The parliamentary tactic of a minority thwarting the will of the majority by talking a bill to death is nothing new. The Roman Senate’s rules required business to conclude before sunset. Cato the Younger discovered that he could block Julius Caesar’s initiatives by talking until dusk descended on the Senate chamber.
Caesar responded by throwing Cato in jail. Common parliamentary practice dealt with the tactic by allowing a motion to “order the previous question”—in other words, to close debate and vote—often requiring a two-thirds vote. This super-majority threshold to close debate is rooted in the principle that a significant minority should be able to extend debate.

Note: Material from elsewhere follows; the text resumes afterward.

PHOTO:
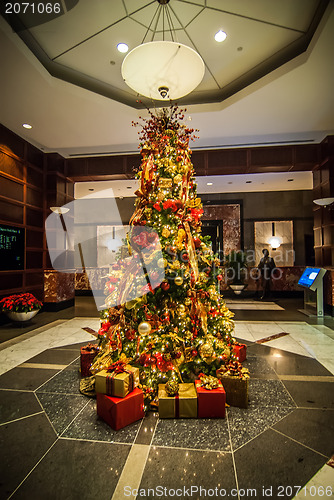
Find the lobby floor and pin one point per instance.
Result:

After all, a minority exists to convince the majority to its way of thinking and often identifies flaws in a proposal that a majority doesn’t see in its rush to adopt. This is the fruit of deliberation and the essence of deliberative assemblies.

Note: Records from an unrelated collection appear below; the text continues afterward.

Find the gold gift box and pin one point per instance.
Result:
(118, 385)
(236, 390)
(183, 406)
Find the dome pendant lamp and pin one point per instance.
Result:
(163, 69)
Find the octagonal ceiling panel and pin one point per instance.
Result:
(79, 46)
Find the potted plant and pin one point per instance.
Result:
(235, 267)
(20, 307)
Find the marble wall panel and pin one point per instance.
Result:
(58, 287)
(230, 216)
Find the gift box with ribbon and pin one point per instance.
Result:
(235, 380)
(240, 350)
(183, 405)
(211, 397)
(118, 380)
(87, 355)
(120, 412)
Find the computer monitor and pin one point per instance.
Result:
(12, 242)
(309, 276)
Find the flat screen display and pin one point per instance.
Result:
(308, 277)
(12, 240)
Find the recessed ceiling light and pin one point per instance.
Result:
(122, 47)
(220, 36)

But this parliamentary principle assumes that there is an actual debate, that it is germane to the subject at hand, and that it is not conducted in a manifestly dilatory manner.
Within a few decades of the American Founding, senators rediscovered Cato’s practice of killing a bill by killing time, and the Senate filibuster was born. Yet it was rarely used because of its natural limitations. A filibustering senator had to remain for the most part at his desk and on his feet. In 1908, for example, Robert La Follette of Wisconsin held the floor for 18 hours—speaking for long periods of time, and demanding dozens of quorum calls and roll-call votes—to stall a banking reform bill. The bill eventually passed, but not without significant consternation on both sides, due to the fact that until the filibustered matter was disposed of, the Senate could not move on to other business.
The filibuster is fundamentally different today because of two changes to Senate rules—changes that explain the body’s current inability to act. The first occurred in 1917 in response to a filibuster of something called the Armed Ship Bill. The Senate adopted a cloture rule setting the threshold for ending debate at two-thirds of those present and voting, later changed to three-fifths of the whole Senate. Even then, this change was in keeping with common parliamentary practice. And even after its passage, the filibuster’s physically demanding nature meant that it was seldom employed. There were only 58 filibusters in the next 52 years—barely one per year.
But beginning in 1970, the number of filibusters exploded by a magnitude of 36-fold. There have been 1,700 in the 46 years since then. Why? Because in 1970, Senate Majority Leader Mike Mansfield instituted a “two-track” system that allowed the Senate, by unanimous consent or the approval of the minority leader, to bypass a filibustered bill and go on to another. This relieved a filibustering senator of the job of having to talk through the night and it relieved his colleagues of their frustration.
The filibuster thus entered the couch-potato world of virtual reality, where an actual speech is no longer required to block a vote. Today the mere threat of a filibuster suffices to kill a bill as the Senate shrugs and goes on to other business. The filibuster has been stripped of all the unpleasantness that discouraged its use and encouraged compromise and resolution.
Whereas the filibuster prior to 1970 was designed to ensure debate, after adoption of the two-track system it mutated into a procedure that prevents debate. As a result, the greatest deliberative body in the world now has difficulty deliberating on anything of importance.
During the last session of Congress, the House sent hundreds of bills to the Senate, including appropriations bills required to fund the government. Instead of amending those bills and sending them back to the House, the Senate seized up—not for lack of majority will, but because of minority recalcitrance and the post-1970 filibuster.